Which means that, with an incredible amount of effort, the spammers will be able to get spam to the people least likely to purchase a product from a spammer.
There is no problem.
How exactly is attacking me going to help? Unless you yourself are a spammer? Since I make a living working on anti-spam and released POPFile for free I can't see how attacking me is going to make the spam problem any better.
Perhaps you didn't read the article: I am not a spammer, I work for a company that makes anti-spam software.
John.
Any spam filter used by more than a few thousand people will be disected and and used to make filter-proof spam by the spammers. I am sure Bayesian has lots of holes if you work hard enough to find them. Bayesian depends on constistency in patterns. If spammers ruin that consistency, they won't work.
Just the other day I found one spam that used a white font to put in legitamate-sounding text that would not visually show up on the screen. The spam text was a mix of graphics and pieces of real text. Thus, the word "penis" might start out with "pen" and end with a graphic for "is". Bayesian might start looking for the word "pen" after a while, but by that time the spammers will have a new trick up their sleeve. For example, if it looks for white fonts, then spammers might start using slightly off-white fonts, or black fonts on a black background. The combinations are probably endless.
Thus, by making my own, my gizmo is not the target of spammers. They don't know about my filter nor care.
The only alternative I can see is filter vendors constantly changing their algorithms every month or so, which would probably get expensive and risky. It is not like virus checking software that mostly just adds to their database and only tweak the algorithm a bit once every few years; it is like having to completely rewrite the virus filtering algorithms, not just the data.
Ultimately, I think some sort of monetary postage system is the only effective solution. ISP and backbone makers will only have an incentive to track down spammers if they lose money on anonymous or forged spammers. This will make mass spamming far less lucrative.
Either that, people will eventually find out the hard way that penis enlargers don't work and stop wanting to refinance their house. (I wonder if I can refinance all those expensive penis enlargers that I bought?)
Table-ized A.I.
It is silly to assume that all these people are just morons. After all, Viagra is proven to work, it is a legitimate product of sorts.

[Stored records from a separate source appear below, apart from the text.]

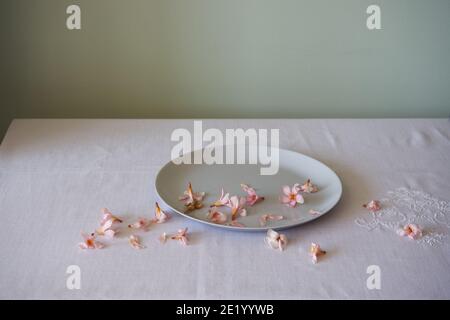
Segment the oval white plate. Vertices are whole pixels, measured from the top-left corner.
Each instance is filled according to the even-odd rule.
[[[313,158],[284,149],[279,149],[279,159],[279,171],[272,176],[260,175],[260,165],[176,165],[170,161],[161,168],[156,177],[156,193],[164,209],[201,223],[239,231],[294,227],[322,216],[338,203],[342,195],[342,184],[336,173],[329,167]],[[280,203],[282,186],[303,184],[308,178],[318,186],[317,193],[304,194],[305,203],[295,208]],[[184,204],[178,200],[178,197],[186,190],[189,182],[192,183],[194,192],[204,191],[206,195],[203,208],[185,213]],[[254,187],[259,195],[265,197],[264,201],[253,207],[247,207],[246,217],[237,219],[245,228],[210,222],[207,218],[209,205],[219,198],[222,187],[230,195],[245,196],[240,187],[241,183]],[[321,214],[313,215],[309,212],[311,209]],[[221,207],[219,210],[230,216],[229,208]],[[270,221],[266,226],[261,226],[260,217],[266,213],[283,215],[284,219]]]

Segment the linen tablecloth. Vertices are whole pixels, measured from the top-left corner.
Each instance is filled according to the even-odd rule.
[[[205,120],[204,128],[279,128],[280,147],[314,157],[341,178],[323,217],[285,230],[286,251],[263,233],[220,230],[174,216],[133,250],[118,238],[82,251],[100,209],[126,222],[153,216],[154,179],[176,128],[192,120],[14,120],[0,147],[0,298],[416,299],[450,298],[448,119]],[[381,199],[371,214],[362,204]],[[424,228],[419,241],[395,230]],[[190,245],[158,242],[188,227]],[[327,254],[318,264],[311,242]],[[79,290],[66,286],[79,266]],[[379,267],[380,289],[367,268]]]

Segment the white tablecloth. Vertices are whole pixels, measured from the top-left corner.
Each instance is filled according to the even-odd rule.
[[[80,230],[95,228],[101,208],[126,222],[153,215],[154,178],[170,159],[170,134],[193,122],[15,120],[0,147],[0,298],[450,298],[449,120],[204,121],[210,127],[279,128],[281,147],[336,171],[340,203],[284,231],[284,252],[268,249],[261,233],[179,216],[142,234],[146,249],[118,238],[81,251]],[[403,212],[377,220],[361,207],[398,192],[413,195]],[[416,194],[425,201],[415,203]],[[425,221],[429,241],[398,236],[395,215]],[[189,228],[189,246],[158,242],[181,227]],[[312,241],[328,252],[317,265],[307,254]],[[81,268],[80,290],[66,287],[69,265]],[[380,267],[380,290],[366,285],[369,265]]]

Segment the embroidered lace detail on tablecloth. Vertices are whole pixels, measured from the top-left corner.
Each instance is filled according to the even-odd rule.
[[[380,211],[369,212],[369,217],[358,218],[355,223],[369,231],[380,229],[393,232],[405,224],[414,223],[423,228],[423,237],[417,242],[430,246],[448,244],[450,202],[406,188],[389,191],[380,202]]]

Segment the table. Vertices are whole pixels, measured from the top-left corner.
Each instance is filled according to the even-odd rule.
[[[132,221],[153,215],[153,183],[170,159],[170,134],[192,120],[14,120],[0,147],[2,299],[449,299],[448,119],[229,119],[204,128],[279,128],[280,146],[330,166],[343,197],[328,214],[283,231],[287,250],[262,233],[219,230],[174,216],[142,234],[82,251],[100,209]],[[371,215],[361,205],[382,200]],[[405,221],[423,241],[402,238]],[[190,245],[161,245],[188,227]],[[314,265],[309,244],[327,254]],[[66,286],[79,266],[81,288]],[[381,288],[369,289],[368,267]],[[372,269],[369,268],[369,271]],[[372,279],[372,278],[371,278]],[[370,281],[369,281],[370,282]]]

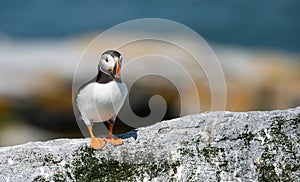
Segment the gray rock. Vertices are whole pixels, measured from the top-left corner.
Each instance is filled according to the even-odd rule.
[[[300,181],[299,135],[300,107],[207,112],[140,128],[100,151],[89,139],[2,147],[0,181]]]

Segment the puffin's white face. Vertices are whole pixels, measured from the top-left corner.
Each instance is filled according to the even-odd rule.
[[[99,70],[107,75],[112,75],[115,64],[115,59],[110,54],[103,54],[99,61]]]
[[[98,65],[99,68],[98,71],[101,71],[114,78],[120,78],[121,66],[122,66],[121,54],[117,51],[109,50],[102,54]]]

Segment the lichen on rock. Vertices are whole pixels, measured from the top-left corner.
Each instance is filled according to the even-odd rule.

The internet is there for hefty short limp (ahem ahem) non-digerati as well as for propeller heads, God bless 'em.
It seems to me that spam is the runaway bastard-child of something which actually is good and useful -- that is, targeted marketing to the willing. Don't throw out the baby with the bathwater. There is a huge legitimate market out there, just begging to be flee^wmarketed.
The anti-spam people are fighting against the Invisible Hand. Good luck.
He posted his "free-pass" words on the net.
Never mind that his last name is "Cumming".